Council solar farms & most council rooftop schemes no longer need to depend on national support
Councils urged to boost renewables on new homes & offices
Top 10 solar investor authorities combined investment tops £80 million
Councils developing ‘subsidy-free’ solar farms today
A new report published by the STA shows how local councils are leading the way on solar by building modern solar homes, developing ‘subsidy-free’ solar farms, master planning ‘smart’ neighbourhoods and using solar to save money and provide stable sources of revenue to fund services. Highlights from the collection of 26 pioneering and proven case studies, which detail financing, include;
- A subsidy-free 7.4MW solar farm with 4MW battery storage by West Sussex Country Council – and other councils such as Hounslow are set to follow.
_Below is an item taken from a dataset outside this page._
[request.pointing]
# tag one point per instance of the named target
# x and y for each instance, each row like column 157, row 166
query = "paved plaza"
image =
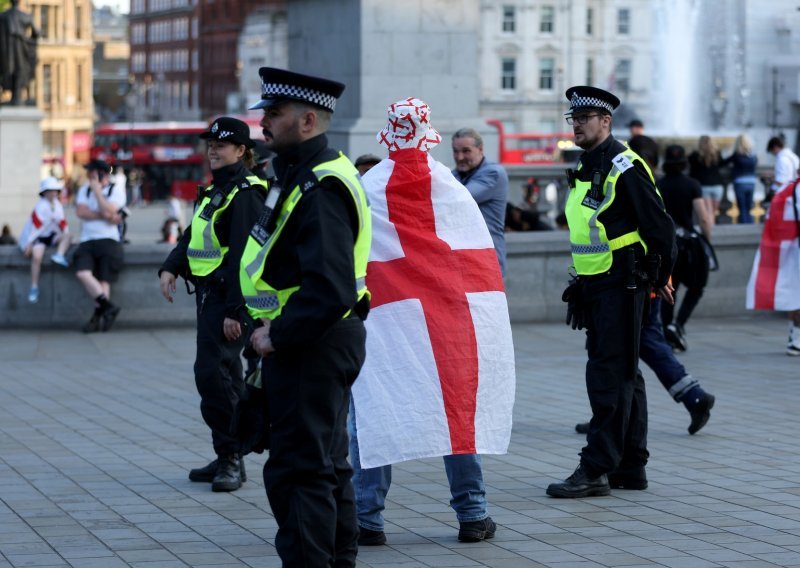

Perth & Kinross Council has just opened a business park connected to a solar farm using a private wire.
- Councils all over the UK, from Bristol to Sheffield, delivering onsite solar in new homes and buildings. Plymouth City Council has developed Bickleigh Down Eco Village, a development of net zero emissions homes, while Milton Keynes is looking to encourage battery storage in new developments.
- Zero interest Salix Finance funding a solar school with help from Calderdale Council and payback in eight years. An ambitious programme for 50 solar schools continues in West Sussex.
- Innovative tendering schemes to beat cost pressures on rooftop solar, by Portsmouth City Council which has installed nearly 5MW of solar over 300 buildings.
- The use of solar thermal to help reduce energy bills for people in social housing off the gas grid by Mid-Devon District Council.
- Tax-free investment from local people in a solar farm developed by Public Power Solutions for Swindon Council.
Local authorities are in a unique position to make the economics of solar projects attractive given exceptional terms of borrowing, long project timescales, secure off-takers for the power generated and easy access to council-owned land and roof space.
STA Chief Executive Chris Hewett said; “Leadership on solar in the UK today comes from local councils, and increasingly from regional Government. Local people want a stake in clean energy, so they understand the tremendous value of solar and energy storage – both hugely accessible technologies. We’ve been impressed by the level of innovation and political leadership being demonstrated today by some councils. Our message to councils is don’t wait on national Government; there is a lot you can do today with solar and the UK solar industry wants to work with you to help meet your climate, air quality and economic goals.”
The report makes ten recommendations to local authorities to make solar work today. These include higher building standards, use of Salix Finance, going for high volume tenders and larger schemes to improve economics, granting solar business rate relief to state schools and community energy groups and including solar and storage alongside EV strategies.
Analysis by the STA on FOI and BEIS data shows that the top 10 local authorities by investment have collectively invested £80 million in solar. There is striking national variation in the take up of solar power with Peterborough topping the league tables with the highest concentration of solar homes in the UK; 11% of homes in Peterborough have solar, while only 0.1% do in Kensington – a 100-fold difference. STA research suggests proactive local authorities boost solar take-up.
Independent expert modelling commissioned by the STA confirms local authorities can deliver solar schools using zero interest Salix Finance for payback within 8-9 years, without the need for central Government support using a Power Purchase Agreement model & business rate relief. Similarly, the unique advantages of local government means they can develop solar farms in good sites for payback in around 12 years, or less using private wires.
While the most pioneering authorities are investing seriously in solar power and energy storage and masterplanning smart neighbourhood, the report includes several ways to boost solar locally that do not require significant officer time or expenditure. The report concludes with 10 recommendations for local authorities to help boost solar.
Paul Hutchens, Chair of STA’s New Build Working Group said; “There is now a wealth of experience all over the UK showing even very mainstream home builder take better building standards locally in their stride – solar makes it easy. Given the chopping and changing of national policy there has been a lot of confusion about the powers local authorities have to demand higher standards. We hope this report helps to clear that up.”
The STA wants councillors and officers who are interested in boosting solar & storage to get in touch. The STA will be holding regional workshops to help spread best practice and linking councils up through a new Local Authority Leading Lights Network . The STA can also provide advice on technology costs, how to structure cost-effective schemes, and how to safeguard quality in competitive tender processes.
Report author Leonie Greene said; “There is frustration out there that national policy has made it harder to do solar. Our research showed that better national policy is needed to support domestic and community solar and the great ambitions of local government to use solar to tackle fuel poverty. Government should also end the unfair business rate treatment of rooftop solar for self-consumption. But our report shows that many projects can be done today, free of central government, which heralds a new era of sustainable clean energy investment. By making use of the unique powers they have on planning, to access Salix Finance, Local Development Orders and on granting relief from rooftop solar business rates, councils can support the clean energy ambitions of the communities they serve.”